The Washington Redskins claimed the rights to linebacker Reuben Foster two days after the San Francisco 49ers dropped him from their roster over alleged domestic violence against his girlfriend last weekend.
“The Redskins fully understand the severity of the recent allegations made against Reuben. If true, you can be sure these allegations are nothing our organization would ever condone,” Doug Williams, senior vice president of player personnel, said in a statement posted to Twitter.
Foster was arrested on Saturday, Nov. 24 at the Grand Hyatt hotel in Tampa, Florida, after his girlfriend called 911. He was charged with first-degree misdemeanor domestic violence, according to a criminal report from the Tampa Police Department.
Foster’s girlfriend told police that following a verbal altercation, he slapped her phone out of her hand, pushed her in the chest and then slapped her on the left side of her face, according to the police report. It also noted that there was a 1-inch scratch on her left collarbone.
“Let me be clear, Reuben will have to go through numerous steps including the full legal process, an investigation and potential discipline from the NFL, as well as meetings with counselors associated with the team before he will ever have the opportunity to wear the burgundy and gold as a player,” Williams said in the statement.
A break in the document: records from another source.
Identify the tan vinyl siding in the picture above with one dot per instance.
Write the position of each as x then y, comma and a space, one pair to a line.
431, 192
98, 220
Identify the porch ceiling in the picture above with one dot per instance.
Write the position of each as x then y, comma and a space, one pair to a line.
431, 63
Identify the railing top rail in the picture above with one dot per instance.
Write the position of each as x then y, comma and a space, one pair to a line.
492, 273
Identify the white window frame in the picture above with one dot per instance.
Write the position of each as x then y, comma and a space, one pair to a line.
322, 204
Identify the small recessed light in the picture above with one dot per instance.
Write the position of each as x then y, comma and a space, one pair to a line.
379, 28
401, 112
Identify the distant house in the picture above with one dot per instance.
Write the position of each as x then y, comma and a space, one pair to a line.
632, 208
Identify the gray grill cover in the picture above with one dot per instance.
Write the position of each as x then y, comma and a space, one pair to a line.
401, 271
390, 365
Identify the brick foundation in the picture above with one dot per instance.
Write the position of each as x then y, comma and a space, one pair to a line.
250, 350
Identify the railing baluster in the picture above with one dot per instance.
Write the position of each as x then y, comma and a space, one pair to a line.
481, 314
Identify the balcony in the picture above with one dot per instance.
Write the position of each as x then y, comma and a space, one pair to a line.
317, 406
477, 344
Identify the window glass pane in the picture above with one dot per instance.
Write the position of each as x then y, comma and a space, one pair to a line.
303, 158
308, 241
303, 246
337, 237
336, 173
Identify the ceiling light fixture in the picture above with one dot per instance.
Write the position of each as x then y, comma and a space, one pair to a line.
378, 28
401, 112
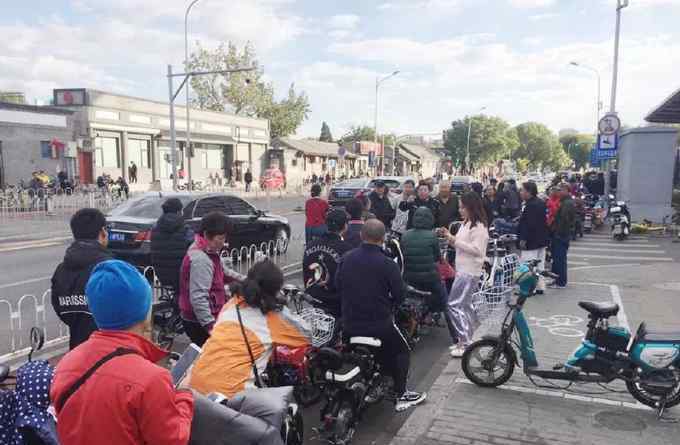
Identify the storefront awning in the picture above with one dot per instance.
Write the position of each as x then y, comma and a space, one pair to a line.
668, 112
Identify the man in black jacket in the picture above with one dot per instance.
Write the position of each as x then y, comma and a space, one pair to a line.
533, 229
370, 286
70, 278
170, 239
381, 206
423, 199
321, 259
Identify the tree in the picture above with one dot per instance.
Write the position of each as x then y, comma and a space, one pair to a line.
578, 147
326, 135
491, 139
244, 93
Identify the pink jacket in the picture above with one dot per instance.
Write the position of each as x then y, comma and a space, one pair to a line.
470, 246
201, 286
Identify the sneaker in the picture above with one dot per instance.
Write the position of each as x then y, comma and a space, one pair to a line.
457, 351
409, 399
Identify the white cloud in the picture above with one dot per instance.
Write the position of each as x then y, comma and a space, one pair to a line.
541, 17
531, 3
344, 21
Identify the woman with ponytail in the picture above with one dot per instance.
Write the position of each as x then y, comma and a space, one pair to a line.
228, 364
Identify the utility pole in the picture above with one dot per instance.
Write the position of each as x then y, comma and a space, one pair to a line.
620, 5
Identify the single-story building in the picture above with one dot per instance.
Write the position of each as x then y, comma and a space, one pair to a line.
34, 138
299, 159
114, 131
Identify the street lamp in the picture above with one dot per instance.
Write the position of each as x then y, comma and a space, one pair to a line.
172, 94
378, 81
619, 6
186, 65
467, 152
598, 105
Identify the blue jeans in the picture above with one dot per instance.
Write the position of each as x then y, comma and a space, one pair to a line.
559, 249
314, 232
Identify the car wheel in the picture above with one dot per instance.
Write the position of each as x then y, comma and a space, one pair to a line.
281, 239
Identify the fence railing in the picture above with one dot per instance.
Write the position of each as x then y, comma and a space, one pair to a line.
16, 318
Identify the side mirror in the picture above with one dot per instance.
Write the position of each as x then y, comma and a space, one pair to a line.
37, 336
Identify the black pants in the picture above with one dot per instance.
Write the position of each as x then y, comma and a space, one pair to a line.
196, 333
394, 355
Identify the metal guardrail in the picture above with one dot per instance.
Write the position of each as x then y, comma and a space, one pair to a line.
32, 310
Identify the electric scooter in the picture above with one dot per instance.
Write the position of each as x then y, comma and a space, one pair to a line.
648, 363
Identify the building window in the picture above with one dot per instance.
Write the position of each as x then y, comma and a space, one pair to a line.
45, 149
139, 152
107, 152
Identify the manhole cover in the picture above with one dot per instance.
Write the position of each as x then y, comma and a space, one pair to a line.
621, 421
668, 286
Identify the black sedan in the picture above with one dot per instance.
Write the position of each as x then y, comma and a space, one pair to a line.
129, 225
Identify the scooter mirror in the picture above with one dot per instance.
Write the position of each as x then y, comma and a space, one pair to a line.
37, 341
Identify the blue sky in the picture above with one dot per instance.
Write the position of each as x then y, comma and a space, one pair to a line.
454, 56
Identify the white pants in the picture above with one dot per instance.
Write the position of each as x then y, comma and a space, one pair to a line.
536, 254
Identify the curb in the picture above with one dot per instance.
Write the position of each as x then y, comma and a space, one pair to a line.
417, 425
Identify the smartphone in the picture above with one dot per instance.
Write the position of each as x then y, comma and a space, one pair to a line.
189, 356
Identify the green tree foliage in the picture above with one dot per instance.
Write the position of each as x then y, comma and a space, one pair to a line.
491, 139
578, 147
247, 93
326, 135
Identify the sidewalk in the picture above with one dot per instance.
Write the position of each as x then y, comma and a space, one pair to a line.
458, 412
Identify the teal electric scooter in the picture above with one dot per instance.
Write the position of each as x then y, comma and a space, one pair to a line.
649, 364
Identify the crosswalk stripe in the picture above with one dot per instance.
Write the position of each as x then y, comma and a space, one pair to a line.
604, 249
625, 257
614, 244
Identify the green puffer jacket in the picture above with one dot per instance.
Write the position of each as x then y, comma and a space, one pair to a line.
421, 249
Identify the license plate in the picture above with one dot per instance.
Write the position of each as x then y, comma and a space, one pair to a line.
120, 237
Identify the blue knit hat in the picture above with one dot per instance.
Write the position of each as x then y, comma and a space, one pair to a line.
118, 295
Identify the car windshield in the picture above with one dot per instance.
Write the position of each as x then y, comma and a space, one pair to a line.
354, 183
144, 207
390, 183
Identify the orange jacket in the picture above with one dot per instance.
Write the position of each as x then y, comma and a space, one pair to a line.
128, 401
225, 366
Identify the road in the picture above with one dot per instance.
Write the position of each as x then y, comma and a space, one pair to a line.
639, 272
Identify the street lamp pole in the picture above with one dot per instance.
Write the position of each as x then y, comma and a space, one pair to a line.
598, 105
378, 81
172, 95
620, 5
186, 67
467, 152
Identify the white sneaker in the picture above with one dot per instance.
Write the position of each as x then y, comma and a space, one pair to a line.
458, 351
409, 399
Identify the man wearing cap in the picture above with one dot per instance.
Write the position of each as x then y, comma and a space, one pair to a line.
109, 389
321, 259
170, 239
68, 282
381, 205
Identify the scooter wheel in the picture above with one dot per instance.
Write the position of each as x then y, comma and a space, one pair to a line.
480, 366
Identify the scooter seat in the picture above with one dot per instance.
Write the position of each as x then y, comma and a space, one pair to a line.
600, 310
4, 372
366, 341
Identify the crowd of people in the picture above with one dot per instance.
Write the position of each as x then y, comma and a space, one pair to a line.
238, 319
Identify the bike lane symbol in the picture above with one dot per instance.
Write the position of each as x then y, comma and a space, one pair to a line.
560, 325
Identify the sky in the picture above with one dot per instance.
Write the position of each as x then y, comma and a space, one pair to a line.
453, 56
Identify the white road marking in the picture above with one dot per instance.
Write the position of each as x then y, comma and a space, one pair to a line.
627, 257
634, 245
604, 266
604, 249
564, 395
621, 316
21, 283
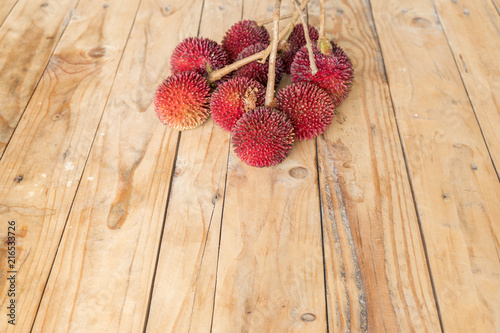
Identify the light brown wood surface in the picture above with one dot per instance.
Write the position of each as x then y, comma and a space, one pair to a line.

During a press conference on Wednesday, Redskins Coach Jay Gruden defended the team's decision to claim Foster before an investigation wrapped up, saying, "We probably could have done that, but we saw an opportunity to claim him and we chose to do that as an organization."
"There's no guarantee he is ever going to play here," he added. "He's got a lot of work to do personally, with the team, with the NFL, with himself before he even thinks about playing football again."
Foster has been placed on the NFL’s Reserve/Commissioner Exempt List for the duration of the NFL’s investigation into his arrest.
A player who is on the list is not allowed to practice or attend games, “but with the club’s permission, he may be present at the club’s facility on a reasonable basis for meetings, individual workouts, therapy and rehabilitation and other permitted non-football activities,” according to the 2016 personal conduct policy for NFL players, published on the NFL’s website.
Williams said in his statement that the team chose to claim the rights to Foster “after candid conversations with a number of his ex-Alabama teammates and current Redskins players who were overwhelmingly supportive of us taking this chance.”
A first-round pick for the 49ers in 2017, Foster has faced multiple run-ins with the law over the past year. In January, he was charged in Alabama for second-degree marijuana possession — a charge that was later dismissed, ESPN reported.
In April, he was charged again with felonies for domestic violence, criminal threats and weapons possession, accused of abusing his girlfriend, ESPN reported. His girlfriend later recanted the allegations and a judge ruled there was no probable cause on the first two charges, while the weapons charge was downgraded to a misdemeanor. Foster pleaded no contest to that in June, ESPN reported.
Though it’s unclear if the incidents earlier in 2018 involved the same woman, the criminal report from the Tampa Police Department said that Foster had been in an on-and-off relationship with his girlfriend for three years and that they had lived together in the past.